Dem Masseverwalter würden die anlässlich der Betriebsprüfung geprüften Rechnungen der Leasinggesellschaften nicht vorliegen. Es sei jedoch davon auszugehen, wenn die Schuldnerin die Aufkündigung der Leasinggesellschaften im Zivilprozess bekämpfe und keine Leasingraten an die Leasinggeber bezahlt habe, die Forderungen der Leasinggeber im Insolvenzverfahren zur Anmeldung gebracht würden. Diese Forderungsanmeldungen der Leasinggeber seien bei der Vorsteuerberichtigung (Umsatzsteuerbescheid für Mai 2011) berücksichtigt bzw. zu Grunde gelegt worden.

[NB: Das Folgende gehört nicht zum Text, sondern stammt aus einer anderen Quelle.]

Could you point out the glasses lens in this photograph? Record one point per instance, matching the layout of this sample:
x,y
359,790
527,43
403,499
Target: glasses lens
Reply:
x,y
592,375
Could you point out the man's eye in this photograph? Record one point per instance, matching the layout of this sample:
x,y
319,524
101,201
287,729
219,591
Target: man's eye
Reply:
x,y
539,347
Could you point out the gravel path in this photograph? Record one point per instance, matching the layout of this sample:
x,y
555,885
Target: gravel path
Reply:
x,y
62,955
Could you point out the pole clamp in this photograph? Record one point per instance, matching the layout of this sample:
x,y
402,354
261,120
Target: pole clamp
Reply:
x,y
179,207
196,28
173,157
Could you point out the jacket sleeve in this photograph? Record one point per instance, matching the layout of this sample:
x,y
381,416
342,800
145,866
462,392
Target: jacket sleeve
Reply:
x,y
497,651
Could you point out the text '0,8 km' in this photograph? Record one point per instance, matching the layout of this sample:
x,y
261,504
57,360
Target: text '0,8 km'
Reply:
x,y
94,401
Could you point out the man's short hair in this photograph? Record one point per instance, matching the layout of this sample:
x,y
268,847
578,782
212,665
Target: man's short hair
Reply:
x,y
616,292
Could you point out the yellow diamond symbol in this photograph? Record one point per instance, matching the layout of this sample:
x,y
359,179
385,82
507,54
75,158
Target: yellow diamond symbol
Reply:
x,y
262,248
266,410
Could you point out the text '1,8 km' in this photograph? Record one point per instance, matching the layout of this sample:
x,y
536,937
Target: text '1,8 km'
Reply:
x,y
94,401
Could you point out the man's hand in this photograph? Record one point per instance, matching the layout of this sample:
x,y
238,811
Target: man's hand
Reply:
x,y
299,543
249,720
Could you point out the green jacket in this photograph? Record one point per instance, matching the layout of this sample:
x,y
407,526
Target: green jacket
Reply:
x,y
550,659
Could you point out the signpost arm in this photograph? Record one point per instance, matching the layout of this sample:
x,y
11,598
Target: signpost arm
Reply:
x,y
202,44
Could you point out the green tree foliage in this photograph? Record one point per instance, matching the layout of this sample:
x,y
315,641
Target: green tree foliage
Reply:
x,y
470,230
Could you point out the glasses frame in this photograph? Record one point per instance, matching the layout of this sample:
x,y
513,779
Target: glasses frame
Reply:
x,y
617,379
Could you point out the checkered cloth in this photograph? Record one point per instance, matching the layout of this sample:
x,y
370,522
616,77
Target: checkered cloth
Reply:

Es könne somit nicht sein, dass einerseits die von der Schuldnerin begehrten Vorsteuerrückzahlungen wegen Nichtzahlung der Rechnungen nicht anerkannt würden, andererseits jedoch eine Vorsteuerberichtigung anhand nicht bezahlter Rechnung durchgeführt werde. Es sei davon auszugehen, dass es sich hiebei beide Male um dieselben Rechnungen handle. Hiedurch sei die Schuldnerin doppelt belastet, sodass letztlich nur ein Bescheid bestehen könne - entweder der Umsatzsteuerbescheid für Mai 2011 oder die Umsatzsteuerbescheide für Oktober, November und Dezember 2010.
Die Berufung wurde der Rechtsmittelbehörde (Unabhängiger Finanzsenat, Außenstelle Salzburg vorgelegt und der Masseverwalter von der Vorlage verständigt.
Über fernmündliches Ersuchen des Referenten wurde vom Masseverwalter die in der Berufung angeführte Excel Tabelle, in der eine Berichtigung von € 166.322,61 vorzunehmen sei übersandt, sowie auf weiteres Ersuchen die Nachweise zu den Forderungsanmeldungen der R (ON 4), O (ON 6), C (ON 8), Z (ON 22), H (ON 25) und der B (ON 35) übersandt.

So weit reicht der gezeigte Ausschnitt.